FERC’s jurisdiction is derived from the Federal Power Act, which gives the commission broad authority to regulate interstate commerce by public utilities. FERC does not have plenary jurisdiction over the ISO because the energy generated in the region is not transmitted in interstate commerce, except for certain interconnections ordered by the commission that do not give rise to broader jurisdiction.

The committee also unanimously endorsed six other NPRRs, a system change request (SCR) and a nodal operating guide revision request (NOGRR):

  • NPRR819: Removes language referencing “data errors” for resettlement of the DAM and real-time market (RTM); gives the ERCOT board authority to direct a DAM resettlement parallel to its authority to direct an RTM resettlement; removes references to undefined “declarations” of resettlements; changes the thresholds that determine a resettlement; and fixes a semantics error.
  • NPRR841: Determines in real time the day-ahead make-whole payment by incorporating the ancillary services infeasibility charge, approved with NPRR782, into the payment’s analysis.
  • NPRR842: Defines a “study area” as an ERCOT-designated “geographic region,” separate from a weather zone or load zone, used primarily for study purposes.
  • NPRR844: Corrects the current process of including capacity that is modeled but not yet commercially operational in the outage scheduler, which is then reflected in the outage report.
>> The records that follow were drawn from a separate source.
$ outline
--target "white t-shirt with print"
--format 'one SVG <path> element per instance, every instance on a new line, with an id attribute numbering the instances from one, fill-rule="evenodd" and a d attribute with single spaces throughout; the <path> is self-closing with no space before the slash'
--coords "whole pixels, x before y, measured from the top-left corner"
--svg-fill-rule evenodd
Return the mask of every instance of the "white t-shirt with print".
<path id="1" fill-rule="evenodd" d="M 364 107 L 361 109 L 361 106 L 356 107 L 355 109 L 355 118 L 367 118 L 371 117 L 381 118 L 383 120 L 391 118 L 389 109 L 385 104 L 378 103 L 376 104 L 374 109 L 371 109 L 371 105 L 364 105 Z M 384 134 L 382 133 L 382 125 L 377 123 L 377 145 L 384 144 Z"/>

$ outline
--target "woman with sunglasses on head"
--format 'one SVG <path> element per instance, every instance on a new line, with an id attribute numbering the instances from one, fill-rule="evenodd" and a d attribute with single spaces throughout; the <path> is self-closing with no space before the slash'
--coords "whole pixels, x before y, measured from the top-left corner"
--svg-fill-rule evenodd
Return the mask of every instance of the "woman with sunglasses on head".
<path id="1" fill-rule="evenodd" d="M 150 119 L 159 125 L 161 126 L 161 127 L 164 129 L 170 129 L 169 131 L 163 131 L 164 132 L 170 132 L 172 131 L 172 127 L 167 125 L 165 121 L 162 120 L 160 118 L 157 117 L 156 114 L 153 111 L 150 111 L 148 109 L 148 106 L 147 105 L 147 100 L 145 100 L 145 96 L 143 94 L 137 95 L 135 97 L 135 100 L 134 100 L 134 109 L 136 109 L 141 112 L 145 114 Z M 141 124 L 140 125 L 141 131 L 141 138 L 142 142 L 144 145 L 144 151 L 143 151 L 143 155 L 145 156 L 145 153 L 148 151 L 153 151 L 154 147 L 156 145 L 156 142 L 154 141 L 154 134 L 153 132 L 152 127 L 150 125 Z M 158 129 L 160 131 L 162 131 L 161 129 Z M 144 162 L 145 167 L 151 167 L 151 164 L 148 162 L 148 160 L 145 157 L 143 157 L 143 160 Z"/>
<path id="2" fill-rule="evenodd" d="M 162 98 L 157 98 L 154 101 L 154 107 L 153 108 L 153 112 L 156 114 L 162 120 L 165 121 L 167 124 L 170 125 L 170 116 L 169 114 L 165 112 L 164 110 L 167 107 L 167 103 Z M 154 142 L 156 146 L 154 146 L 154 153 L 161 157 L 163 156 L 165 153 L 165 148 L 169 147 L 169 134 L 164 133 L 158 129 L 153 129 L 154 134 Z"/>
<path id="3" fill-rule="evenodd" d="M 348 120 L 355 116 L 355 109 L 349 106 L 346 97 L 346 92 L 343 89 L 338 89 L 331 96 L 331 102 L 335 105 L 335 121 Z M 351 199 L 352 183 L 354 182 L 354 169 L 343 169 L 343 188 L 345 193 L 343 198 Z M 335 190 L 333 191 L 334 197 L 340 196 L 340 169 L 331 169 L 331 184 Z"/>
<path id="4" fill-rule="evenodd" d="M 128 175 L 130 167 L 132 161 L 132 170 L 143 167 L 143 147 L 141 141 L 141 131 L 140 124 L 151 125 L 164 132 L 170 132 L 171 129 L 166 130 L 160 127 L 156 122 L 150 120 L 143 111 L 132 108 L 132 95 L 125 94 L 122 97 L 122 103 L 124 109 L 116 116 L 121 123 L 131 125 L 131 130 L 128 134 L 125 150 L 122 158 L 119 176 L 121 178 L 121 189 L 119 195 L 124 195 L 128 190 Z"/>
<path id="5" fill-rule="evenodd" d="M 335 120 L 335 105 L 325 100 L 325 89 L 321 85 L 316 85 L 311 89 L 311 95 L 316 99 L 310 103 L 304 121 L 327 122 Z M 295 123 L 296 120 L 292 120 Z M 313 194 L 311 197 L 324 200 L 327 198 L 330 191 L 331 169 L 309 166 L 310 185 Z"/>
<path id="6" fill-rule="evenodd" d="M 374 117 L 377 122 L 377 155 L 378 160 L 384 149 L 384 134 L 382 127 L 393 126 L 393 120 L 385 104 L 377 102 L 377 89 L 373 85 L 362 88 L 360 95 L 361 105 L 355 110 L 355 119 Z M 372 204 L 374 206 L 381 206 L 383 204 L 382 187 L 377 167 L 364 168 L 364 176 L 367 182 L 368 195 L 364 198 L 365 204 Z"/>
  • NPRR852: Creates a more efficient approval process when updating the congestion revenue right activity calendar; removes unnecessary “advisory approval” language; and moves the calendar’s approval from the TAC to the WMS.
  • NPRR855: Clarifies the criteria for including new and retiring resources in the seasonal peak average capacity estimation calculations used for ERCOT’s Capacity, Demand and Reserves report. The revisions apply to wind, solar, DC ties, hydro and all-inclusive generation resources within private-use networks.
  • NOGRR169: Aligns the guide’s language with NERC Reliability Standard PRC-002-2 (Define Regional Disturbance Monitoring and Reporting Requirements) to determine required locations for NERC-required disturbance monitoring equipment. This relieves the burden on facility owners to adhere to two vastly different requirements for the same purpose.
  • SCR794: Updates how the SCED limit is calculated by the Transmission Constraint Manager to consider how the megavolt-ampere flows compare to actual limits.